AKP’de son iki aydır herkes şaşkın.
Sıkı ise tepki ver.
"İşte kapı, işte sapı!"
* * *
TV’ye bakıyorum. AKP’nin bir ilde tertip ettiği gençlik kurultayında avaz avaz "10. Yıl Marşı" okunuyor. Stilize edilmiş şekli ile bu marş 28 Şubat döneminin simgesi olmuştur. Dönemin komutanlarının yarattıkları psikolojik harekát ile marş tıpkı İstiklal Marşı gibi ayakta söylenirdi.Haşa marşın kendisine değil ama 28 Şubat’ta kullanıldığı şekle gıcık olmamak mümkün değildir.

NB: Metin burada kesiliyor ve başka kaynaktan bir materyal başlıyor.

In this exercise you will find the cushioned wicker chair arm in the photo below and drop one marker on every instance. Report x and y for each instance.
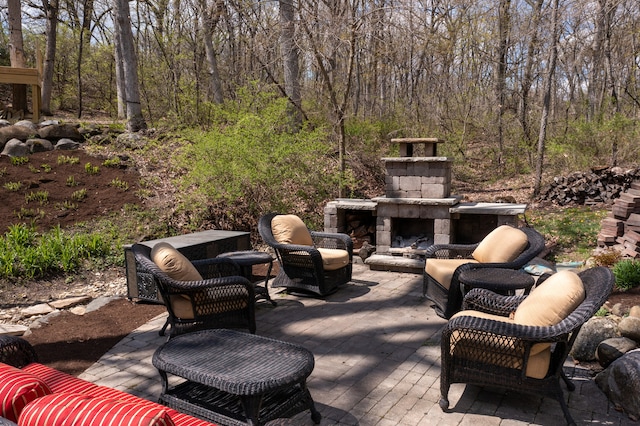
(217, 267)
(332, 240)
(471, 325)
(450, 251)
(234, 281)
(16, 351)
(483, 300)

Geçmişini inkár etmeyen hiçbir AKP’linin bu marşı içten söylemesi insan fıtratına uymaz.
Ama oluyor işte, AKP’liler avaz avaz söylüyorlar.
Salona bakıyorum, türbanlı kızlar, kadınlar adeta sırra kadem basmışlar.
* * *
Başbakan nereden bulmuşsa bulmuş, zamanında İnönü resimleri ile basılmış banknotları kürsüden sallıyor. "CHP Atatürkçü değil!" demeye getiriyor. Maşallah, ağzından laiklik kelimesi düşmüyor. AKP hem Atatürkçü hem de laikliğin bekçisi!
Parti kapatma davasından evvel gürül gürül esen, insanları incitmekten zerre kadar ürkmeyen, laiklik hassasiyeti yüksek kesimden intikam almayı kendine iş edinen, türbanın siyasal simge olma ihtimalini pervasızca haykırarak Anayasa’nın 24. maddesini açıkça ihlal eden başbakan gitmiş, yerine "Bal dök yala!" kıvamında bir başbakan gelmiş.
Neden?
a-) Başbakan yaptığı hataları anlamış, AB’ye inancı yeniden alevlenmiş, herkesi kucaklamadığı için medanet duymuş, hem özü hem sözü demokrat bir kişi de ondan.
b-) Partisinin kapatılmasının doğrudan kendisine zarar vereceğini çözdü, AKP’nin altından bir halı gibi çekileceğini biliyor, hazırlanan alternatif senaryoların farkında, inancı da zoru görünce takiye yapmaya cevaz verdiğine göre köprüyü geçinceye kadar uslu durmanın hiçbir zararı yok düşüncesinde.
Şıklar arasında seçim sizin!
* * *
Ben insanların iç-tutarlılığına büyük önem veriyorum. İnsanların benimle aynı görüşte olma mecburiyetleri yok. Ama neyi savunurlarsa savunsunlar tutarlı olmak zorundalar.
Aksi halde onlara saygı duyamıyorum.
Hangisi gerçek AKP, hangisi gerçek Erdoğan; benim aklım karıştı!